Professor Jonathan B. Wiener
Jonathan B.
Wiener, J.D. is the William R. and Thomas L. Perkins Professor of
Law at Duke Law School, Professor of Environmental Policy at the
Nicholas School of the Environment, and Professor of Public Policy at
the Sanford School of Public Policy, at Duke University. He is the
director of the JD–LLM Program in International and Comparative
Law at
Duke Law School.
In 2008, Jonathan served as President of the
Society for Risk
Analysis (SRA). He is the first law professor or lawyer to hold this
post. In 2003 he received the Chauncey Starr Young Risk Analyst Award
from the SRA for the most exceptional contributions to the field of risk
analysis by a scholar aged 40 or under. In July 2012 he co-chaired the
SRA’s World Congress on Risk in Sydney Australia. Since 2002 he has also
been a University Fellow of Resources for the Future (RFF), the
environmental economics think tank.
He has been a visiting professor at: Harvard Law School (2010 and 1999),
Université Paris-Dauphine (2010 and 2011), Sciences Po (2008),
the
University of Chicago Law School (2007), and l’Ecole des Hautes Etudes
en Sciences Sociales (EHESS) and le Centre International de Recherche
sur L’Environnement et le Développement (CIRED) in Paris
(2005–06). He
has taught courses on Environmental Law, Risk Regulation, Climate
Change, Mass Torts, Property Law, Global Property Regimes, International
Environmental Law, and Happiness & Decisions.
From 2000–05 he served as the founding Faculty Director of the Duke
Center for Environmental Solutions, now expanded into the Nicholas
Institute for Environmental Policy Solutions, of which he served as
chair of the faculty advisory committee from 2007–10.

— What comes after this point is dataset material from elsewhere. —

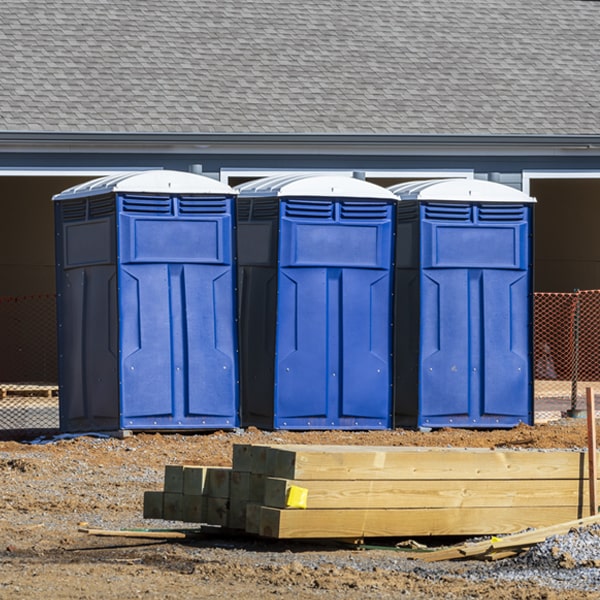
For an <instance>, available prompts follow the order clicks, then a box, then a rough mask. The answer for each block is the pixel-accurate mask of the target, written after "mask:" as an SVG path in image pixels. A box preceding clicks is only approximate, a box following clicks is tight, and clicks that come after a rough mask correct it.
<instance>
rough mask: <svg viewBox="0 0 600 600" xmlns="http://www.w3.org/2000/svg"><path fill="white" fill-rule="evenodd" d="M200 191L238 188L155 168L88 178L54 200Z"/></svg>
mask: <svg viewBox="0 0 600 600" xmlns="http://www.w3.org/2000/svg"><path fill="white" fill-rule="evenodd" d="M115 192H120V193H134V194H145V193H148V194H196V195H219V196H224V195H226V196H231V195H234V194H235V193H236V192H235V191H234V190H233V189H232V188H231V187H229V186H228V185H226V184H224V183H221V182H220V181H216V180H215V179H212V178H210V177H205V176H203V175H197V174H195V173H188V172H186V171H170V170H161V169H156V170H151V171H142V172H133V173H119V174H117V175H108V176H106V177H100V178H98V179H93V180H91V181H87V182H85V183H82V184H80V185H76V186H73V187H71V188H69V189H67V190H64V191H63V192H61V193H60V194H56V195H55V196H53V198H52V199H53V200H71V199H74V198H85V197H91V196H101V195H104V194H110V193H115Z"/></svg>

Jonathan has written widely on U.S., European, and international
environmental law and risk regulation, including the books
The Reality
of Precaution: Comparing Risk Regulation in the United States and
Europe
(RFF Press/Earthscan, 2011, with others),
Reconstructing Climate Policy
(AEI Press 2003, with Richard B. Stewart) and
Risk vs. Risk: Tradeoffs in Protecting Health and the
Environment (Harvard
University Press 1995, with John D. Graham), and articles in diverse
journals including the Yale Law Journal, Harvard Law
Review,
U.
Penn.
Law Review, UCLA Law Review, Georgetown Law Journal,
Ecology
Law
Quarterly, Current Legal Problems, Journal of Policy
Analysis
and
Management, Risk Analysis, Journal of Risk Research,
Risk:
Health
Safety
& Environment, Technology in Society, Conservation
Biology,
Human
and
Experimental Toxicology, and Science.
Before coming to Duke, he worked on U.S. and international environmental
policy at the White House Council of Economic Advisers, at the White
House Office of Science and Technology Policy, and at the US Department
of Justice, serving in both the first Bush and Clinton administrations.
He helped negotiate the Framework Convention on Climate Change, and
attended the Rio Earth Summit in 1992. In 1993 he helped draft Executive
Order 12866 on Regulatory Review.
Jonathan clerked for Judge (now U.S. Supreme Court Justice)
Stephen G. Breyer on the U.S. Court of Appeals in Boston in 1988–89, and
for Chief Judge Jack B. Weinstein on the U.S. District Court in New York
in 1987–88. He earned his B.A. in economics (1984) and J.D. (1987)
from Harvard University, where he was a research assistant at the NBER,
an editor of the Harvard Law Review, and assistant coach of the
1985
intercollegiate debate champions.
Jonathan also helped organize the Americorps National Service
program in 1993, helped start the annual City Year servathon in Boston
in 1989 and the D.C. Cares servathon in Washington D.C. in 1991, served
on the North Carolina State Commission on National and Community Service
from 1994–98, and founded the “Dedicated to Durham” community service
day held twice each year at Duke Law School since 1995.